On Thursday, Putin denied claims that Russian special forces were fomenting unrest in eastern Ukraine. He called the Ukrainian government’s effort to quash the uprising a “crime.”
In Brussels, NATO chief Anders Fogh Rasmussen said the military alliance would increase its presence in Eastern Europe, including flying more sorties over the Baltic region west of Ukraine and deploying allied warships to the Baltic Sea and the eastern Mediterranean. NATO’s supreme commander in Europe, U.S. Air Force Gen. Philip Breedlove, told reporters that ground forces also could be involved at some point, but gave no details.
So far, the military movements and two initial rounds of sanctions against Russians and Ukrainians accused by the West of stirring up the unrest have done little to ease tensions.
Officials said a full-scale Russian invasion of eastern Ukraine would result in broad U.S. and European sanctions on key Russian economic sectors, including its powerful energy industry.

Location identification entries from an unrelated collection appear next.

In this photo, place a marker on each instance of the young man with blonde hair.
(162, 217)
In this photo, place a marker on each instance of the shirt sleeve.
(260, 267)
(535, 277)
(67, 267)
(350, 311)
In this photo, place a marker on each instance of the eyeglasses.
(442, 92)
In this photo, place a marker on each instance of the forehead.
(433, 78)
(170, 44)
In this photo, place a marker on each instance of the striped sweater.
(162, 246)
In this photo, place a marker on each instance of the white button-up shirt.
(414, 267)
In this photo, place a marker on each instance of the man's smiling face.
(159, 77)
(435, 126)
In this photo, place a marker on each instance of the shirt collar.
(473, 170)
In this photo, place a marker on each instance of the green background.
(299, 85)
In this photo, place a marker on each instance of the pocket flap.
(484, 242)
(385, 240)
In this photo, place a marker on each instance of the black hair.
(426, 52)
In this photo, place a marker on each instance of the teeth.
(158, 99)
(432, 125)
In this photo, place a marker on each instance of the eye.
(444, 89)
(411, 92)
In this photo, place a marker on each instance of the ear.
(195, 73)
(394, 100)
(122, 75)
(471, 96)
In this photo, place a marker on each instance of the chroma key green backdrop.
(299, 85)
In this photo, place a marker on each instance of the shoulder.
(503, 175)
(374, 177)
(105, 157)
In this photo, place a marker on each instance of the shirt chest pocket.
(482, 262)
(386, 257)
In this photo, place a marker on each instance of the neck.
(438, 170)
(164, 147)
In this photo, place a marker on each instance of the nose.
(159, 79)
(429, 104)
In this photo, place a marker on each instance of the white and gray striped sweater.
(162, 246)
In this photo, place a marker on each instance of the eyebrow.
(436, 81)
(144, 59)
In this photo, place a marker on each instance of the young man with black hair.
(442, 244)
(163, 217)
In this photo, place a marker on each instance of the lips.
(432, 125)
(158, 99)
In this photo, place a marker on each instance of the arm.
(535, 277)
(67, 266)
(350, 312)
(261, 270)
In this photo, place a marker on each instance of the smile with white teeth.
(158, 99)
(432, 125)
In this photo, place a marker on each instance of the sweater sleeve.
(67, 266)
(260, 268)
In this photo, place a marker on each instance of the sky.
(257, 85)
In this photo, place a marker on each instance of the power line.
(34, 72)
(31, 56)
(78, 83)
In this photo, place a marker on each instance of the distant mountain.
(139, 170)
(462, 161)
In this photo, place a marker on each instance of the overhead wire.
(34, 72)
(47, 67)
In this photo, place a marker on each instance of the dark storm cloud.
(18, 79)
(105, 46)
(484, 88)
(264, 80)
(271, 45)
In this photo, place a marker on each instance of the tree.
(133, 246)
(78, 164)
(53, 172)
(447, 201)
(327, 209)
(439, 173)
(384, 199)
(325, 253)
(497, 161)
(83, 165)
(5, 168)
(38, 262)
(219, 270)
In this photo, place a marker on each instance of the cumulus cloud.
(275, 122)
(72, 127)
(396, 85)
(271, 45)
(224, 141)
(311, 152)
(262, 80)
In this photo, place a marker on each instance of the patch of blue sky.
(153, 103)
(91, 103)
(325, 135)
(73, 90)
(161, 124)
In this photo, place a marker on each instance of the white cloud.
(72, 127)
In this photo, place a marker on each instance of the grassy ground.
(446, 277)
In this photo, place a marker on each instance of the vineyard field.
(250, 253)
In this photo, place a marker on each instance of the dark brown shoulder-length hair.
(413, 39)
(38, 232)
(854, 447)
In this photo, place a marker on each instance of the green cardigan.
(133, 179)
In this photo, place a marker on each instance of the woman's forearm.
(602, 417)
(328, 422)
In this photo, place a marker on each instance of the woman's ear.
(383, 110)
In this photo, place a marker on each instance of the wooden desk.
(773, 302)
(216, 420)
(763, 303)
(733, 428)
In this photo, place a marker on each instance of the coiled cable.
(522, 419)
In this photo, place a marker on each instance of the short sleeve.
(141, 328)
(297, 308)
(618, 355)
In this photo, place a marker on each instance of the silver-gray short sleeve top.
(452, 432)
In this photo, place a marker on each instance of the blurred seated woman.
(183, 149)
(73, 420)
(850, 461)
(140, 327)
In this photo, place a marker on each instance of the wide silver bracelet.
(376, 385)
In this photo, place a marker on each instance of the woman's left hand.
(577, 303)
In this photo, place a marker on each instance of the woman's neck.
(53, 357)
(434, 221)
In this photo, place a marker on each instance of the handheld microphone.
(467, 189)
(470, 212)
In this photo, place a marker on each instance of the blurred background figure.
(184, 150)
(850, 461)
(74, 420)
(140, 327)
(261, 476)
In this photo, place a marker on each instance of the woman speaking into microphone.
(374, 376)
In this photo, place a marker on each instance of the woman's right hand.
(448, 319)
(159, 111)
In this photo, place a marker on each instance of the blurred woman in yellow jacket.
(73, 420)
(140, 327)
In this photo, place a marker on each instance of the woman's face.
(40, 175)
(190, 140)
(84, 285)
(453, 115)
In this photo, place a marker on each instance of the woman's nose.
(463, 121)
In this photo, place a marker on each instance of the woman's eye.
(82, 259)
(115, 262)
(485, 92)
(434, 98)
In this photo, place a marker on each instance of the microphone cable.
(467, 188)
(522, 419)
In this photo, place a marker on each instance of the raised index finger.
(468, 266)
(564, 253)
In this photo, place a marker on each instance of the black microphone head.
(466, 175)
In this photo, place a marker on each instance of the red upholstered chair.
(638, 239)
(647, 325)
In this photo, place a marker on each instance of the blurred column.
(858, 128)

However, European nations are divided on whether to limit its access to Russia’s oil and gas supplies, and a vote to sanction must be unanimous among the EU’s 28 member states.
The sanctions that could be levied in the aftermath of the Geneva meeting were expected to focus on Putin’s close associates, including oligarchs who control much of Russia’s wealth, as well as businesses and other entities they control. It was unclear whether those sanctions would change Putin’s calculus, given that the U.S. and the Europeans already have launched targeted sanctions on people in Putin’s inner circle.